As paper gives way to electronic forms of information delivery, the potential audience for interactive fiction is going to grow. But for a potential audience to turn into an actual audience, we’re going to need some interactive stories that are seriously compelling.
Those who are already IF aficionados will, at this point, cry, “What about ‘Anchorhead’? That’s compelling! What about ‘Slouching Toward Bedlam’? What about ‘Spider & Web’? What about …” and so forth. But if “Anchorhead” was truly a compelling experience for a larger audience, wouldn’t it already have found a larger audience?
Fantasy about vampires and werewolves is huge right now. So where are the newly minted interactive stories that can go toe to toe with a book by Laurell K. Hamilton? Why do we have to keep talking about “Anchorhead” and “Photopia”?

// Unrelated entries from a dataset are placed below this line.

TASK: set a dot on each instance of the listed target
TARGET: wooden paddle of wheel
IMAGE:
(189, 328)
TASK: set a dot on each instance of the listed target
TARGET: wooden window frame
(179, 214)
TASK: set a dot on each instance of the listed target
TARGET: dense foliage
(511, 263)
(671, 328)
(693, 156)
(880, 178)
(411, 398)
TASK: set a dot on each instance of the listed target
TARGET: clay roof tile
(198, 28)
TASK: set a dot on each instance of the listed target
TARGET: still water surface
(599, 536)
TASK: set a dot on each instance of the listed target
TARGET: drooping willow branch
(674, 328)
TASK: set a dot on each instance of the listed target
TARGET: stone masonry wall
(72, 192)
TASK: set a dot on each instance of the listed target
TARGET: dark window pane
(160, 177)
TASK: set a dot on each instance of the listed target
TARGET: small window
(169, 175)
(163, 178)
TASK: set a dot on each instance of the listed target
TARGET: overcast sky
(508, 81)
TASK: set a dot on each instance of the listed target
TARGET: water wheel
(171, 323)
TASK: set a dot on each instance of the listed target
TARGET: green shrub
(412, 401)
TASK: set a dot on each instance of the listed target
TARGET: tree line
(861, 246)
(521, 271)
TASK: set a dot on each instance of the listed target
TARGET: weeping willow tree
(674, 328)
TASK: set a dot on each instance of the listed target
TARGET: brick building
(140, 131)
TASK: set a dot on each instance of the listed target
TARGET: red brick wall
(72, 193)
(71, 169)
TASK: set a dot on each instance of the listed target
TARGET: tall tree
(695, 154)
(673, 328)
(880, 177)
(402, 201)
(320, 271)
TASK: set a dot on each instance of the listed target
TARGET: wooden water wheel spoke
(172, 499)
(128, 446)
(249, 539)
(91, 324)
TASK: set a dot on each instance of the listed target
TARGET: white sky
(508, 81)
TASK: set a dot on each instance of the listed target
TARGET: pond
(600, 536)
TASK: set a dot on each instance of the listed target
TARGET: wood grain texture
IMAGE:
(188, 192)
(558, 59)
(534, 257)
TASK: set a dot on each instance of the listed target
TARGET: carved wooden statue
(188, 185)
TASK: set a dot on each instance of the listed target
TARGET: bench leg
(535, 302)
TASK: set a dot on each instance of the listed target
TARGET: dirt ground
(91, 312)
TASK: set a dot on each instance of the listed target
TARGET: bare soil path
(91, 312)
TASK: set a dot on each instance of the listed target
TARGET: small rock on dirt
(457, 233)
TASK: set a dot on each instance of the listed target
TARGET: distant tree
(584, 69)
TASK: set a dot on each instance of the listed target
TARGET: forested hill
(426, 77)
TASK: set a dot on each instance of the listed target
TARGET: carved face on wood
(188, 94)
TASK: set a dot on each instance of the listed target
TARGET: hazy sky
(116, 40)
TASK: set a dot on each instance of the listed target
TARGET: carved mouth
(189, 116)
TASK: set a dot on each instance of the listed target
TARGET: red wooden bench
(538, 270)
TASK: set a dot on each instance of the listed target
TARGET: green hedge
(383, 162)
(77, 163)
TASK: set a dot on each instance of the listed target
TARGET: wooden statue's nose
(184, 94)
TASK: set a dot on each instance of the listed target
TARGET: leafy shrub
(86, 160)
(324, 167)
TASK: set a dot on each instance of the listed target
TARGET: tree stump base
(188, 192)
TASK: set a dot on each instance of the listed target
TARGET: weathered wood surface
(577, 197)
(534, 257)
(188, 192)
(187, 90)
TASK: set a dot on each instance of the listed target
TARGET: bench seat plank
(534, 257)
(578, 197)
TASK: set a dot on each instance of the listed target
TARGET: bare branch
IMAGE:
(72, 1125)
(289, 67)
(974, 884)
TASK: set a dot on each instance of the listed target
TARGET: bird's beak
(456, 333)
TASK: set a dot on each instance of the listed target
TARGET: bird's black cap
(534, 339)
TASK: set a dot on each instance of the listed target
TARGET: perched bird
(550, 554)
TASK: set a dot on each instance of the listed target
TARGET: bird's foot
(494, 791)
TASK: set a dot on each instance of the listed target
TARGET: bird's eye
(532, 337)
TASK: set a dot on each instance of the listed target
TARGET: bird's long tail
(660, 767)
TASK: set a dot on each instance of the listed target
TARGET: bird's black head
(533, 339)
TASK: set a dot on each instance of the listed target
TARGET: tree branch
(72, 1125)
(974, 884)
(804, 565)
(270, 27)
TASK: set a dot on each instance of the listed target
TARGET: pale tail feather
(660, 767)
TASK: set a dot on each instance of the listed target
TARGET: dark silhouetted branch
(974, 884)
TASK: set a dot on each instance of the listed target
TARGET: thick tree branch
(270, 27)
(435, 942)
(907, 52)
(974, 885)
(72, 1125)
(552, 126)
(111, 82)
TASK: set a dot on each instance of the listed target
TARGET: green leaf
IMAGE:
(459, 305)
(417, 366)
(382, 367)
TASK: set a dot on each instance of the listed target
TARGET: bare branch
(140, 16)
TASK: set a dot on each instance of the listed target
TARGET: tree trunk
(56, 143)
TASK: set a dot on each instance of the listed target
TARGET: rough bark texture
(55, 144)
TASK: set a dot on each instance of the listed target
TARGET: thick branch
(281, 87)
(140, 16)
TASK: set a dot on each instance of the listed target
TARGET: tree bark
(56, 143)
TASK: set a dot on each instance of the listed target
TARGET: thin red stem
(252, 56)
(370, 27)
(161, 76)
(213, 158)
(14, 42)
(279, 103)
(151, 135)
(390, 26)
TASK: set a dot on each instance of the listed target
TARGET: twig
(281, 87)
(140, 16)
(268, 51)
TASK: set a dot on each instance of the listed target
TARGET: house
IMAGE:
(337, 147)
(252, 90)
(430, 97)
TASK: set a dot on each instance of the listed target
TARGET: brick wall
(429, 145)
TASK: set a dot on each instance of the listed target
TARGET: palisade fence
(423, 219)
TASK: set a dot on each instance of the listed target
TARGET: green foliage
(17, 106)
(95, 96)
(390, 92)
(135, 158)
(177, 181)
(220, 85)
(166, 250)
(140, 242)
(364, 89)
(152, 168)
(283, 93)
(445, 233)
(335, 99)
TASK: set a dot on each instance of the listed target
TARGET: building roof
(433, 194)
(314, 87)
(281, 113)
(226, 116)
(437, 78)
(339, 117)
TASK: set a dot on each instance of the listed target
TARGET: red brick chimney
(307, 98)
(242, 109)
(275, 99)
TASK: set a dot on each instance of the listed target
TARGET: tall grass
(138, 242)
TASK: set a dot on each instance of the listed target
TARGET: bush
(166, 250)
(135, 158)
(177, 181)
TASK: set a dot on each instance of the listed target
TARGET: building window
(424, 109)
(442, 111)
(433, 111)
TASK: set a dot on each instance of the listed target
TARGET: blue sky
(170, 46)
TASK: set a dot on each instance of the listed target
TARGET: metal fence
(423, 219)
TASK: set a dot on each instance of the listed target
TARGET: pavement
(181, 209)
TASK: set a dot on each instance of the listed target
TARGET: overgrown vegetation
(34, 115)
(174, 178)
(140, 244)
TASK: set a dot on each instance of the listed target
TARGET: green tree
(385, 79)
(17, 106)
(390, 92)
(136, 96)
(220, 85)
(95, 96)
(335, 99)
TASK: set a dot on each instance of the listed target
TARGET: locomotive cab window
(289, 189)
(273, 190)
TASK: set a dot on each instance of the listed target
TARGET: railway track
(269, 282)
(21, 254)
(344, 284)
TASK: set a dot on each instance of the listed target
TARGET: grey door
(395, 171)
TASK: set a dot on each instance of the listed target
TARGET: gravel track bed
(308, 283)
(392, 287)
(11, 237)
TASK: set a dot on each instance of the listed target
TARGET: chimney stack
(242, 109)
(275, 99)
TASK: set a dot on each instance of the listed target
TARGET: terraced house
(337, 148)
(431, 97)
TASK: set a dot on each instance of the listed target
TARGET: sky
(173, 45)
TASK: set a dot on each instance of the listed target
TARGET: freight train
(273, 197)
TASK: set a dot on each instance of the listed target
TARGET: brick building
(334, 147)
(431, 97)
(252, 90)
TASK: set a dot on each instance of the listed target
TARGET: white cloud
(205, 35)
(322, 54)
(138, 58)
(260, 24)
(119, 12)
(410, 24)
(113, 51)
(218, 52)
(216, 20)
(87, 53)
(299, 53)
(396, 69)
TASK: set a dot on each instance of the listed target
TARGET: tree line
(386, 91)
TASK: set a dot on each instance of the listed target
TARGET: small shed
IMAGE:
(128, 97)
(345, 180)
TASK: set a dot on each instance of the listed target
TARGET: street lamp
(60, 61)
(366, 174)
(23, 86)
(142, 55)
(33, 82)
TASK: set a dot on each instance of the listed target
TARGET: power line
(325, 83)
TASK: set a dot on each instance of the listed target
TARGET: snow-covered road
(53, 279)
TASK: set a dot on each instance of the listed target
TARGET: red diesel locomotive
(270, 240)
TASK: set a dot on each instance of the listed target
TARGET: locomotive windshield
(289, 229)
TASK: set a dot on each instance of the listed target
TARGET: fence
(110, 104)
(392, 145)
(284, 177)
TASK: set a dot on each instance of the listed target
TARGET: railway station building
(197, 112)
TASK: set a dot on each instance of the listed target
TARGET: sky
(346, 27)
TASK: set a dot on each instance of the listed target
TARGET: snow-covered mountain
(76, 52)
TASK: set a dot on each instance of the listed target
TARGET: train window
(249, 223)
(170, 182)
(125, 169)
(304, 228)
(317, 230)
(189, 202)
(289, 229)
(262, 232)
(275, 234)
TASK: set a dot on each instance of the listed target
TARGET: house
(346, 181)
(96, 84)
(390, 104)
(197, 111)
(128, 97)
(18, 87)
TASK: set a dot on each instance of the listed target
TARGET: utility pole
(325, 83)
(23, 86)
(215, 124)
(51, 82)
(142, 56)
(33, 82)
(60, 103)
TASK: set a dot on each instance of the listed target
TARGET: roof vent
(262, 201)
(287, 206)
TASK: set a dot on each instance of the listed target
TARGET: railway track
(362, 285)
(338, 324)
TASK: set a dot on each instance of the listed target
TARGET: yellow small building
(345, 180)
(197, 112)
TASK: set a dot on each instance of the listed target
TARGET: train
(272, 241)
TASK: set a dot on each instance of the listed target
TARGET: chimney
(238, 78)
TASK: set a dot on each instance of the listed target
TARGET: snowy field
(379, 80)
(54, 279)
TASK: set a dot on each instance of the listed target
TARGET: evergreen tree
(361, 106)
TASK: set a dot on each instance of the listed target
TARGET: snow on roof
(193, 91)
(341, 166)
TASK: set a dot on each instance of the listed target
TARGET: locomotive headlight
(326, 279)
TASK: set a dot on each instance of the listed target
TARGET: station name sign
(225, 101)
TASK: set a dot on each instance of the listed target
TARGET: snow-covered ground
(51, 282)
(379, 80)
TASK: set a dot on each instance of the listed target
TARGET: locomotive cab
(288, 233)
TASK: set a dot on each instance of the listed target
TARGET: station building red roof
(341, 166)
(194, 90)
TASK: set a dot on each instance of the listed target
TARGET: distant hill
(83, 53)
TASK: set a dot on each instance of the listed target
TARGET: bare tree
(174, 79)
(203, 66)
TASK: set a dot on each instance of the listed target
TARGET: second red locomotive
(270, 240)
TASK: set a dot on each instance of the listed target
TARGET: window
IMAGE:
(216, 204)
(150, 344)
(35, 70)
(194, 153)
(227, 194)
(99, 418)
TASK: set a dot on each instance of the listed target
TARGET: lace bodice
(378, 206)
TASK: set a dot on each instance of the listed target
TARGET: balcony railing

I started thinking about this because the teen librarian at the local library isn’t excited about having me teach a class for kids in how to write interactive fiction. Okay, her budget has been cut; I understand that. Maybe I need to broaden my horizons. Maybe I should put together a class (privately, not through the library) and teach IF writing to adults.
This idea leads naturally to the question, why would a sensible adult — even one who was already writing fiction, or desiring to do so — want to write interactive fiction? This is not an easy question to answer. If there was a genuine market, the answer would be nearer to hand. As it is, though, I would have to pitch a class to aspiring writers not by pointing to the market (which doesn’t exist) but by helping them see the strengths of the medium.
What should I tell them?
IF is ideal if you want to write a story with multiple branching endings that your readers can savor. IF is well suited to stories of exploration and discovery in strange environments. IF is very good at giving readers a sense of personal involvement in the story. IF handles both dangers and rewards well when they’re concrete and physical, less well when they’re abstract. The setting of the story plays a large role in IF. IF has some advantages for science fiction and fantasy, because of the possibility of designing gadgets and/or spells that actually do things. It also has potential as a delivery system for humor.
Conversely, IF is not a very suitable medium for exploring the subtleties of human experience or human encounter. If you want to write a novel in which Jennifer wrestles, for 250 pages, with whether to ask Julian for a divorce, IF would be a poor choice. Also, IF is lousy at pacing; in sustained action sequences such as chases, the possibilities for meaningful interaction are blunted.
IF (writing it or playing it) can be a rewarding activity for anyone who likes having fun with tweaky intellectual stuff — especially if it involves computers. IF is less likely to be of interest to those who are serious-minded and “adult,” whatever that means.
If interactive fiction ever produces a Laurell Hamilton or a Dean Koontz, it will be because a talented writer figures out how to use the strengths of the medium in a way that electrifies readers. The market will come along afterward.